A source close to the investigation who was not authorized to speak to the press told KrebsOnSecurity that a number of universities have already approached the cybercrime group about paying. The same source also pointed out that the ShinyHunters data leak blog no longer lists Instructure among its current extortion victims, and that the samples of data stolen from Canvas customers were removed as well. Data extortion groups like ShinyHunters will typically only remove victims from their leak sites after receiving an extortion payment or after a victim agrees to negotiate.
Dipan Mann, founder and CEO of the security firm Cloudskope, slammed Instructure for referring to today’s outage as a “scheduled maintenance” event on its status page. Mann said Shiny Hunters first demonstrated they’d breached Instructure on May 1, prompting Instructure’s Chief Information Security Officer Steve Proud to declare the following day that the incident had been contained. But Mann said today’s attack is at least the third time in the past eight months that Instructure has been breached by ShinyHunters.

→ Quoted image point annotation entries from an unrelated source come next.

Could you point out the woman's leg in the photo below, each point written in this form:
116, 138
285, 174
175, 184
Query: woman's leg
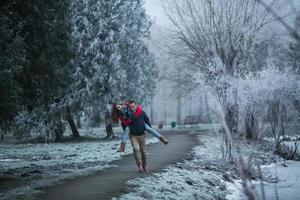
152, 131
156, 134
125, 134
124, 139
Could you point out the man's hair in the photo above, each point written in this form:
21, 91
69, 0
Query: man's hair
131, 102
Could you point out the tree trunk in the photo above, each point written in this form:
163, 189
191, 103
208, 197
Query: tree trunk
179, 107
108, 125
151, 110
72, 123
78, 122
231, 118
206, 108
59, 130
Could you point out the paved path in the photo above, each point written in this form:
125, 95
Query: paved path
111, 182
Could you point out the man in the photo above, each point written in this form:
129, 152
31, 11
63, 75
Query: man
137, 135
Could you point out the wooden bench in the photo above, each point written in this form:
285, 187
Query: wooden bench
192, 120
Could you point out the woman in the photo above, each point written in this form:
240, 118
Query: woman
121, 112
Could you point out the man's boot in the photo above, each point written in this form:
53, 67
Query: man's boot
122, 147
164, 140
141, 168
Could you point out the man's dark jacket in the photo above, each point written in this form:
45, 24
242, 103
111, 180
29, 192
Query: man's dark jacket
139, 118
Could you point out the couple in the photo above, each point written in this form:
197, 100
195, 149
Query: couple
134, 122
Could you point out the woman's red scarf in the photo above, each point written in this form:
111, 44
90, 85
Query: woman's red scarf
128, 121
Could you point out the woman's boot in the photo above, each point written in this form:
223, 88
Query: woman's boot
164, 140
122, 147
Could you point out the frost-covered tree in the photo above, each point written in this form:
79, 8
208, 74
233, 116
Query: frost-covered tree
217, 39
267, 96
112, 60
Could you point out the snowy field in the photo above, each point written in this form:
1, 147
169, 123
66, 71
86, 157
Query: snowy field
204, 176
192, 179
287, 184
26, 167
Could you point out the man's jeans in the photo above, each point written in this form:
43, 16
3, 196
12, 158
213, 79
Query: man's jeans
139, 149
148, 128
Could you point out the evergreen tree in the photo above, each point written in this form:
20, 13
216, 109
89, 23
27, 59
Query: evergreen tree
12, 59
112, 62
294, 53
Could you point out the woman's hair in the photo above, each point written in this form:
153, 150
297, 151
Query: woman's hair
115, 113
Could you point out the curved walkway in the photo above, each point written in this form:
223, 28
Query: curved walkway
111, 182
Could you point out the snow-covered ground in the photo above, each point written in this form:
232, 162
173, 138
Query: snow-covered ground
25, 167
203, 177
191, 179
287, 185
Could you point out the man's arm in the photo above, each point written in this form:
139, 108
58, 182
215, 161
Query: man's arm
146, 119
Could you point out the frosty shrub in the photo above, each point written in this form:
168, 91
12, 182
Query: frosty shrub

In a blog post today, Mann noted that in September 2025, ShinyHunters released thousands of internal University of Pennsylvania files — donor records, internal memos, and other confidential materials — through what the Daily Pennsylvanian and other outlets later determined was, in part, a Canvas/Instructure-mediated access path.
“Penn was the named victim,” Mann wrote. “Instructure was the mechanism. The incident was treated as a Penn-specific story by most of the national press and quietly handled by Instructure as a customer-specific matter. That framing was wrong then. It is dramatically more wrong in light of the May 2026 events, which now look like the planned escalation of an attack pattern that ShinyHunters had been working against Instructure’s environment for at least eight months prior. The September 2025 Penn breach was the proof of concept. The May 1, 2026 incident was the production run. The May 7, 2026 recompromise was ShinyHunters demonstrating publicly that the May 2 ‘containment’ did not happen.”
In February, a ShinyHunters spokesperson told The Daily Pennsylvanian that Penn failed to pay a $1 million ransom demand. On March 5, ShinyHunters published 461 megabytes worth of data stolen from Penn, including thousands of files such as donor records and internal memos.
ShinyHunters is a prolific and fluid cybercriminal group that specializes in data theft and extortion. They typically gain access to companies through voice phishing and social engineering attacks that often involve impersonating IT personnel or other trusted members of a targeted organization.
Last month, ShinyHunters relieved the home security giant ADT of personal information on 5.5 million customers. The extortion group told BleepingComputer they breached the company by compromising an employee’s Okta single sign-on account in a voice phishing attack that enabled access to ADT’s Salesforce instance. BleepingComputer says ShinyHunters recently has taken credit for a number of extortion attacks against high-profile organizations, including Medtronic, Rockstar Games, McGraw Hill, 7-Eleven and the cruise line operator Carnival.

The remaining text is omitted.